絵にはあたたかみがあり、やわらかな雰囲気。特に、デラが髪を売るために帽子をとったとき、美しい髪が流れ落ちるシーンは圧巻です。表紙も、赤いリボンが印象的なので、クリスマスプレゼントとして選ばれることも多い絵本です。
大人には少し物足りないかもしれませんが、3冊の中で1番わかりやすく、小学生の読み聞かせにもおすすめです。
3. リンチ、齊藤昇
『賢者の贈り物』O・ヘンリー文、P.J.リンチ絵、齊藤昇訳、いそっぷ社、2024 amazon
3冊の中で1番小ぶりなのに、重厚感があるのがこちらの作品です。
暗い色彩の水彩画は、表情や室内の様子、風景まで細やかに描かれていて、とてもリアル。

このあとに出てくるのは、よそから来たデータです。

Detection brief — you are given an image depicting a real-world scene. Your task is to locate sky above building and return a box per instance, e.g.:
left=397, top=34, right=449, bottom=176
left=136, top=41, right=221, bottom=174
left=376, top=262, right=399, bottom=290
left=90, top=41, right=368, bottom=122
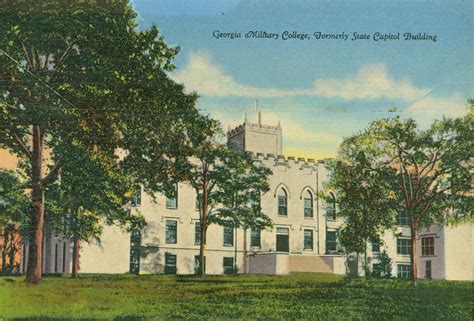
left=132, top=0, right=472, bottom=160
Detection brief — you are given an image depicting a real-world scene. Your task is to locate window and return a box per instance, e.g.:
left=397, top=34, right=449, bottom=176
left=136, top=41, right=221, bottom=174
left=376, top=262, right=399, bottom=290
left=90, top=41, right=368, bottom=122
left=397, top=264, right=411, bottom=279
left=277, top=189, right=288, bottom=216
left=326, top=230, right=337, bottom=253
left=372, top=263, right=383, bottom=276
left=166, top=185, right=178, bottom=209
left=250, top=227, right=261, bottom=247
left=250, top=191, right=260, bottom=213
left=397, top=212, right=411, bottom=226
left=397, top=238, right=411, bottom=255
left=165, top=220, right=177, bottom=244
left=421, top=236, right=434, bottom=256
left=304, top=229, right=313, bottom=250
left=223, top=226, right=234, bottom=246
left=194, top=255, right=206, bottom=274
left=195, top=222, right=202, bottom=245
left=129, top=229, right=141, bottom=274
left=326, top=192, right=336, bottom=220
left=164, top=253, right=177, bottom=274
left=425, top=260, right=432, bottom=279
left=223, top=257, right=234, bottom=274
left=62, top=242, right=67, bottom=273
left=131, top=186, right=141, bottom=206
left=304, top=191, right=313, bottom=218
left=276, top=227, right=289, bottom=252
left=372, top=242, right=381, bottom=253
left=195, top=195, right=200, bottom=211
left=54, top=243, right=58, bottom=273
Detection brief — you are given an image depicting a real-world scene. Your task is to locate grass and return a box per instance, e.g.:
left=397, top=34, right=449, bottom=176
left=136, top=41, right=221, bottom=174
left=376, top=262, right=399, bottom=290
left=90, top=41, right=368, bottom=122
left=0, top=273, right=472, bottom=320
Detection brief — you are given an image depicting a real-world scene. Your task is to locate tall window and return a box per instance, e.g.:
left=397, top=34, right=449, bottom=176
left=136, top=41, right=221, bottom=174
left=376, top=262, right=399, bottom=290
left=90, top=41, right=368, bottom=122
left=164, top=253, right=177, bottom=274
left=194, top=255, right=206, bottom=274
left=250, top=191, right=260, bottom=213
left=166, top=185, right=178, bottom=209
left=276, top=227, right=289, bottom=252
left=250, top=227, right=261, bottom=247
left=195, top=222, right=202, bottom=245
left=195, top=195, right=200, bottom=211
left=326, top=230, right=337, bottom=253
left=421, top=237, right=434, bottom=256
left=372, top=242, right=381, bottom=253
left=131, top=186, right=141, bottom=206
left=304, top=191, right=313, bottom=218
left=223, top=226, right=234, bottom=246
left=129, top=229, right=141, bottom=274
left=425, top=260, right=432, bottom=279
left=397, top=238, right=411, bottom=255
left=62, top=242, right=67, bottom=273
left=304, top=229, right=313, bottom=250
left=397, top=212, right=411, bottom=226
left=397, top=264, right=411, bottom=279
left=165, top=220, right=177, bottom=244
left=326, top=192, right=336, bottom=220
left=278, top=188, right=288, bottom=216
left=223, top=257, right=234, bottom=274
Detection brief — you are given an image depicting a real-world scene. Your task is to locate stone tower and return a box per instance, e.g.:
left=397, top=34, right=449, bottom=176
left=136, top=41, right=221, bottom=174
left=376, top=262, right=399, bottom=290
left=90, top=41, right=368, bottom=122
left=227, top=111, right=283, bottom=156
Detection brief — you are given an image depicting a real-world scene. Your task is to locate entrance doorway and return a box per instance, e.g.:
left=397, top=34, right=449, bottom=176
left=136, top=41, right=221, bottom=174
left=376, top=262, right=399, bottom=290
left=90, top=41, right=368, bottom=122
left=276, top=227, right=289, bottom=252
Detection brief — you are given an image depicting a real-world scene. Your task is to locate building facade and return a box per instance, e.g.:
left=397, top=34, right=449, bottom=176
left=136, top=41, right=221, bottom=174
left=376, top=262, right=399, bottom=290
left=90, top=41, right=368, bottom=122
left=74, top=114, right=472, bottom=280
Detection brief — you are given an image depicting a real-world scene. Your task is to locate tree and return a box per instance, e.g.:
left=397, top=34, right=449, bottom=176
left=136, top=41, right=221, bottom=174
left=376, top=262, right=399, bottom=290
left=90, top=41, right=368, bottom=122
left=0, top=169, right=28, bottom=274
left=187, top=139, right=272, bottom=276
left=0, top=1, right=207, bottom=284
left=324, top=146, right=398, bottom=276
left=210, top=150, right=273, bottom=274
left=45, top=142, right=144, bottom=277
left=340, top=111, right=472, bottom=285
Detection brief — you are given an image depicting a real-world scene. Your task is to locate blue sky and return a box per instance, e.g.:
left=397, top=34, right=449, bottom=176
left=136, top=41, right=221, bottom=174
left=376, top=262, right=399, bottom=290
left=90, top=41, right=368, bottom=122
left=132, top=0, right=473, bottom=159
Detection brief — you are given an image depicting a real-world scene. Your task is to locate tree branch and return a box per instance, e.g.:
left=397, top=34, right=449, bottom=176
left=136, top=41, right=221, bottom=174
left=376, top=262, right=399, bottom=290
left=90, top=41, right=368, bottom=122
left=11, top=131, right=32, bottom=159
left=41, top=159, right=62, bottom=187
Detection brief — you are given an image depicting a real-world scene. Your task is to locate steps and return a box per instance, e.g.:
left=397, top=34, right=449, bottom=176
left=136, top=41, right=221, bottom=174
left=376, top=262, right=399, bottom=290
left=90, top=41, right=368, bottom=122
left=289, top=255, right=333, bottom=273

雪の降る街並みや店内の様子を見ていると、デラの寒そうで飾り気のない姿から、夫婦の貧しさが実感できます。
文章は硬めですが、整っていて読みやすいので、中高生や大人が読むにはちょうどよいと思います。また、端然としたことば遣いが、絵の重みと合っているように感じられます。
まるで長編映画のような趣のある絵本です。
にこっとポイント
ぜひ3冊を読み比べていただきたいのですが、まず1冊読んでみたいという方のために、ポイントをまとめます。
- ツヴェルガー→ 絵本は、訳文が難しいという声もあるので、ある程度本を読み慣れている方におすすめです。静かに、じんわりと、幸せや喜びを感じていただけると思います(ちなみに、わが家の中学1年生は「絵と文の雰囲気がすごく良い」という理由で、3冊の中ではこちらを好んでいます)。
- いもとようこ→ 小学校高学年以上のお子さんの読み聞かせにもおすすめの、わかりやすい絵本です。細かいエピソードが削られていますが、『賢者の贈り物』に触れてほしいというときの第一歩に適しています。
- P.J.リンチ→ 中高生から大人まで、幅広い世代におすすめです。「短編集を読んで今一つピンとこなかったけれど、この絵本を読んでグッと理解が深まり、感動した」という声もありました。大人の方へのクリスマスプレゼントにも。